How to trade on Forex?
Forex trading is the constant buying of one currency and selling of another. Currencies are traded through a broker or dealer and are traded in pairs.
“For example, the euro and the U.S. dollar (EUR/USD) or the British pound and the Japanese yen (GBP/JPY).”
When you trade in the forex market, you buy or sell only in currency pairs.
Exchange rates fluctuate based on which currency is stronger at the moment. There are three categories of currency pairs:
1. The “majors“ – These pairs all contain the U.S. dollar (USD) on one side and are the most frequently traded.

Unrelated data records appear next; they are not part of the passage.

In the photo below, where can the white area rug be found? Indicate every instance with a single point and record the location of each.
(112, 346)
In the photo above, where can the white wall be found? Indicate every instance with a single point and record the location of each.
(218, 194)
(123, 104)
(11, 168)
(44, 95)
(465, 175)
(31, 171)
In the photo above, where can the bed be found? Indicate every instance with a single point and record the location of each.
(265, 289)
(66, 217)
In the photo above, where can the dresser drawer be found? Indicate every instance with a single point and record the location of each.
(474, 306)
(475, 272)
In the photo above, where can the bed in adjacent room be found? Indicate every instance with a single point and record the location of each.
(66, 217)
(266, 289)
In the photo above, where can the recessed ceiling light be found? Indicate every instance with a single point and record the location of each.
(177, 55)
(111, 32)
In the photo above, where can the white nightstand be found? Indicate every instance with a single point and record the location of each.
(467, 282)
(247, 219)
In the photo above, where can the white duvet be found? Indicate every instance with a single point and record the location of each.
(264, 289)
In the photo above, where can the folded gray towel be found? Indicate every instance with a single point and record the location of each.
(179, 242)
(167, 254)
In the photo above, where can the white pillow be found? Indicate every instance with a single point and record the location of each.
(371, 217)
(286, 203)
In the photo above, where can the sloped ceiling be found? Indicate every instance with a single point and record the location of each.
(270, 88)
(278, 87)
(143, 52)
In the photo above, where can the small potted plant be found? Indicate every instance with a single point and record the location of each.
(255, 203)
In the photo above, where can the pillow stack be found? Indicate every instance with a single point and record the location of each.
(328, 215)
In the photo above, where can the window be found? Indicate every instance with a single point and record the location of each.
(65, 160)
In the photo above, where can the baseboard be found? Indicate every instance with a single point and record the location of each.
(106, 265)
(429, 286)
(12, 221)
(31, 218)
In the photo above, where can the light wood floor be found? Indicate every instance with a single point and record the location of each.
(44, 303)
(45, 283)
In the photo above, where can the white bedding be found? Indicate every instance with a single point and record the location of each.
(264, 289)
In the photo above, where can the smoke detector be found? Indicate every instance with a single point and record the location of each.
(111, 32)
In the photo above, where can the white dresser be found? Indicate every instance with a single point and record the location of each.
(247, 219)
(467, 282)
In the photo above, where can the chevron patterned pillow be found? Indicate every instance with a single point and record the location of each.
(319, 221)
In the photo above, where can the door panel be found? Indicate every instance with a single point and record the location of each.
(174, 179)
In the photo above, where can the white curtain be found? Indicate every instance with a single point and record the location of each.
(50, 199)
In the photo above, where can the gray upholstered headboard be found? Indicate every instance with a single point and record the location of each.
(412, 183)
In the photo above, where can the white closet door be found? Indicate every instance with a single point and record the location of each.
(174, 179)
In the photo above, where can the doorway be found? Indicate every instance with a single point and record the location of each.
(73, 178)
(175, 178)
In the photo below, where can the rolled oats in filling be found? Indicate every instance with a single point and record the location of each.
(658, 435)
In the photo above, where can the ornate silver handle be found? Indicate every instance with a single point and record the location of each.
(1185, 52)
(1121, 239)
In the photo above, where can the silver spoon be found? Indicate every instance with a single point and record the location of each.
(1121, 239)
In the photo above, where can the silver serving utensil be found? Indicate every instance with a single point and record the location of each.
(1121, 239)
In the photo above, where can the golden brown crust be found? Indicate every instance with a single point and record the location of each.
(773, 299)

2. The “crosses“ – Currency pairs that don’t contain the U.S. dollar (USD) are known as cross-currency pairs or simply as the “crosses
The “exotics“ – Exotic currency pairs are made up of one major currency paired with the currency of an emerging economy, such as Brazil, Mexico, Chile, Turkey, Hungary, and many others.
The forex market is considered an over-the-counter (OTC) market due to the fact that the entire market is run electronically, within a network of banks, continuously over a 24-hour period. This means that the FX market is spread all over the globe with no central location. Trades can take place anywhere as long as you have an Internet connection!
You’ve probably noticed how often we keep mentioning the U.S. dollar (USD). In fact, according to the International Monetary Fund (IMF), the U.S. dollar comprises roughly 62% of the world’s official foreign exchange reserves!